There is a notable project currently underway that is quite important in the digital library arena. It is a partnership between GoogleTM  and (primarily) the University of Michigan where the entire university library, consisting of eight million volumes, is being digitally scanned at a rate of 5,000 volumes a week. This digitizing rate is expected to improve in the near future, so it is not unrealistic to expect to have the entire corpus of the University of Michigan library indexed by the end of the decade, as well as segments of the Stanford Library, the New York Public Library, Harvard University Library, and the Bodleian Library at Oxford.
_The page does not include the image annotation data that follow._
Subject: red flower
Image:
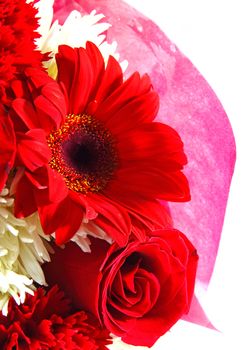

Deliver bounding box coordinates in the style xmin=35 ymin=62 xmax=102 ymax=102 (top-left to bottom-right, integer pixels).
xmin=44 ymin=229 xmax=198 ymax=346
xmin=0 ymin=287 xmax=111 ymax=350
xmin=0 ymin=103 xmax=16 ymax=193
xmin=0 ymin=0 xmax=43 ymax=103
xmin=11 ymin=43 xmax=190 ymax=245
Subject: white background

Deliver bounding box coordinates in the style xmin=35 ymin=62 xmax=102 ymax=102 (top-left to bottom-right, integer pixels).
xmin=122 ymin=0 xmax=249 ymax=350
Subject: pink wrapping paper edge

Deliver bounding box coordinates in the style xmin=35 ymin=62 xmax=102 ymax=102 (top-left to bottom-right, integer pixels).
xmin=54 ymin=0 xmax=236 ymax=328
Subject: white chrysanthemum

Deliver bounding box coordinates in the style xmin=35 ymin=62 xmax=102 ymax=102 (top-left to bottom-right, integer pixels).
xmin=0 ymin=188 xmax=50 ymax=315
xmin=35 ymin=0 xmax=128 ymax=77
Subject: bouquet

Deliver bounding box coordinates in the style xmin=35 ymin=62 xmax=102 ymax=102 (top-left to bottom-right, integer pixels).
xmin=0 ymin=0 xmax=235 ymax=350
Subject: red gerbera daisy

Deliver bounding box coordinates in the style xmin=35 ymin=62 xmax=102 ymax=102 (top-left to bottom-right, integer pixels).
xmin=0 ymin=0 xmax=44 ymax=103
xmin=0 ymin=287 xmax=111 ymax=350
xmin=8 ymin=43 xmax=190 ymax=245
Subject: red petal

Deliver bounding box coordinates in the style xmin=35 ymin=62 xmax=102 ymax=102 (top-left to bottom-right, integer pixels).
xmin=38 ymin=196 xmax=84 ymax=245
xmin=54 ymin=0 xmax=235 ymax=328
xmin=87 ymin=194 xmax=131 ymax=246
xmin=0 ymin=110 xmax=16 ymax=192
xmin=14 ymin=175 xmax=37 ymax=218
xmin=17 ymin=129 xmax=51 ymax=171
xmin=56 ymin=45 xmax=95 ymax=114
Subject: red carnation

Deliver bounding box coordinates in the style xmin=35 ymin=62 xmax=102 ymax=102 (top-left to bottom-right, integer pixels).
xmin=44 ymin=229 xmax=198 ymax=346
xmin=0 ymin=0 xmax=43 ymax=103
xmin=11 ymin=43 xmax=190 ymax=245
xmin=0 ymin=287 xmax=111 ymax=350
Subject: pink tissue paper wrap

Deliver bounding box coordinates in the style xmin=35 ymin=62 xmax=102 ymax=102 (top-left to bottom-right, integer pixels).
xmin=54 ymin=0 xmax=235 ymax=327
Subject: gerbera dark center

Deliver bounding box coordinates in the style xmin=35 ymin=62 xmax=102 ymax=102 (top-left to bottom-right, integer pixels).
xmin=48 ymin=114 xmax=117 ymax=193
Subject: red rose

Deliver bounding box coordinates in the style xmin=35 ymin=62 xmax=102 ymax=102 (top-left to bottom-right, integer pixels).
xmin=45 ymin=229 xmax=198 ymax=346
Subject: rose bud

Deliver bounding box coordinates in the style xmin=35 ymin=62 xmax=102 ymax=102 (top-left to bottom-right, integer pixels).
xmin=44 ymin=229 xmax=198 ymax=346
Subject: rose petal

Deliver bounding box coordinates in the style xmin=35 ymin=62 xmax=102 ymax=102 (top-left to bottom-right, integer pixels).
xmin=54 ymin=0 xmax=235 ymax=324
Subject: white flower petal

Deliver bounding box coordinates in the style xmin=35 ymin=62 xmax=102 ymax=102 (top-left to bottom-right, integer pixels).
xmin=0 ymin=188 xmax=50 ymax=314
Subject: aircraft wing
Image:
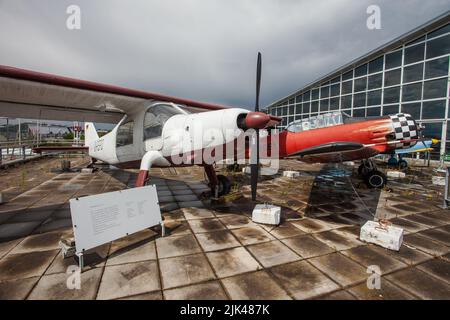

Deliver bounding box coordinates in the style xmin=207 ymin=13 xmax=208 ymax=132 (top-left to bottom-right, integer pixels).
xmin=0 ymin=65 xmax=237 ymax=123
xmin=289 ymin=142 xmax=380 ymax=163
Digital information is now going to be made more readily available to the public. However, as one might imagine, there are significant issues of intellectual property associated with this access shift.  Scores of publishers have concerns about what this means in the short and long run. However, one can argue that this is an example of a change in axis that’s similar to what happened with the fall of Toledo at the end of the 11th Century, and again with the rise of the printing press.

Conclusion: Two Concerns

This change in axis of the digital library creates two concerns. The first is the concept referred to as “bundling.”  The IBM 360 computer system is an historical illustration or example of the problem of “bundling.”  All of the hardware and software elements of the IBM 360 were “bundled”—you had to have all the elements together, and if you were missing any of them, you did not get the system benefits.  This created a long string of anti-trust conflicts for IBM, and IBM eventually lost that battle.  The issue for libraries is somewhat different.  A library that is on the Internet might superficially appear to have all of the strength of a traditional library, yet be missing important elements that have traditionally been “bundled” in the library – things such as careful selection, bibliographic integration, and preservation.  A huge investment has been made in determining the difference between a good information source and a poor information source, and this has been bundled into the traditional library.  Will this strength survive in digital libraries?  This is an important societal issue that needs to be addressed as we go forward.
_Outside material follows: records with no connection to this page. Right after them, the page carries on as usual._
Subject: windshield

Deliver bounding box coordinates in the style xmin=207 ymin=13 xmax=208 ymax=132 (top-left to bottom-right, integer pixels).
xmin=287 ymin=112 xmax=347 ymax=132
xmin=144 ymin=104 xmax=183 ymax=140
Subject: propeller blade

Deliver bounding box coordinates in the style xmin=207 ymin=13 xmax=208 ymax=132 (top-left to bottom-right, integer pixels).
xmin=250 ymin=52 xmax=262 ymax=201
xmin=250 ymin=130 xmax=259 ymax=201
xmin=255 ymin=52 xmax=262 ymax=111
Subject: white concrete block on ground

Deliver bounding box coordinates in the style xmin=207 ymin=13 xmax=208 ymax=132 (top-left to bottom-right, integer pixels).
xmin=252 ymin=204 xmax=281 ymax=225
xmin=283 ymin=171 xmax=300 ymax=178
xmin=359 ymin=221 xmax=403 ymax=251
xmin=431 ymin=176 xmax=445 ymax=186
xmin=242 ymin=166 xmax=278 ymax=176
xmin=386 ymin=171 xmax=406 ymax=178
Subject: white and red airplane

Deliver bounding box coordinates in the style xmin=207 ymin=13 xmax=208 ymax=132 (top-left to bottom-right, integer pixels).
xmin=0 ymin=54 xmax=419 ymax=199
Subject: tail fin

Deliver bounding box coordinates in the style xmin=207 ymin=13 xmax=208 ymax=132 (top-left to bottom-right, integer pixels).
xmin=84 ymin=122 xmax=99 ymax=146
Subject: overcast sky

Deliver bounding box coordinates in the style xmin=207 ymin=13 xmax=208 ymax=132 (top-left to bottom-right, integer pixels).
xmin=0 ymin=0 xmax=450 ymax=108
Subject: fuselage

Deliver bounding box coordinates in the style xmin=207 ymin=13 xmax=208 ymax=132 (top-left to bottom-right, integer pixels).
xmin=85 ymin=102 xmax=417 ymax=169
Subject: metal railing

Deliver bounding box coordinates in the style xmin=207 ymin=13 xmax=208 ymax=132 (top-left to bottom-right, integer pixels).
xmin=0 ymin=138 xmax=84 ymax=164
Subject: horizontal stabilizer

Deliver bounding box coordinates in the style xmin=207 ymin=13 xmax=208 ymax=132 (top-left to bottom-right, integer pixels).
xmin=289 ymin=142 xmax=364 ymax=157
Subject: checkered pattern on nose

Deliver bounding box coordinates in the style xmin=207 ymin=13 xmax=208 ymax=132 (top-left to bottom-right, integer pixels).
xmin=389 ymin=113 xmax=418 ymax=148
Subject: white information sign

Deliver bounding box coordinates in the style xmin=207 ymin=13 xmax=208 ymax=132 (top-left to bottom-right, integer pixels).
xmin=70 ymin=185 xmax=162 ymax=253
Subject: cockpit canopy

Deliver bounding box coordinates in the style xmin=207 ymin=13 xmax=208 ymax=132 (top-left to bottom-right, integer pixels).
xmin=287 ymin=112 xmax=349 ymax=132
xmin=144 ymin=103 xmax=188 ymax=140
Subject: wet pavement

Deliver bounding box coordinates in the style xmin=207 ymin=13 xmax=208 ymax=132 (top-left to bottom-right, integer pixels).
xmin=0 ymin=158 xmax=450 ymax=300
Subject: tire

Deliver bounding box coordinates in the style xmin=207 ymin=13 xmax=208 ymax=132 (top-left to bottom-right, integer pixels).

The second concern is the relationship between social surplus and the cultural institutions that provide our knowledge infrastructure. This can best be described as a sort of twist that has occurred in the psychology of the business over the last 75 or 80 years. There is a shared societal notion that when hard-work and know-how come together, they generate economic development and economic growth. Economic development and growth in turn create a social surplus whereby society can afford cultural institutions such as libraries, art galleries, zoos, and museums, that make up our knowledge infrastructure.  However, this notion is completely backwards. The cultural institutions are NOT the consequence of the social surplus—they are what caused the social surplus. Furthermore, these are crucial investments that must continue to be made. With time, these cultural institutions are going to take on new forms, but in thinking about them primarily as cultural institutions that live off of the society’s generated surplus, we run the risk of under-investing and under-recognizing their value in shaping society.

Acknowledgement

This article is derived from a transcription of Professor King’s presentation at the Digital Divide or Digital Commons Conference.  The editor wishes to acknowledge Altus Learning Systems for the automatic transcription of the presentation and Karen Beronsky for editing the transcription.

About the Author

John King

John King is dean and professor at the School of Information at the University of Michigan.  His research addresses the problems of developing high-level requirements for information systems design and implementation in strongly institutionalized production sectors.  King served for 20 years on the faculties of computer science and management at UC Irvine before coming to Michigan, and was a Marvin Bower Fellow at Harvard Business School. In recent years he has been a senior scientific advisor to the National Science Foundation, and an outside advisor to many IT-related programs in universities in the U.S. and internationally.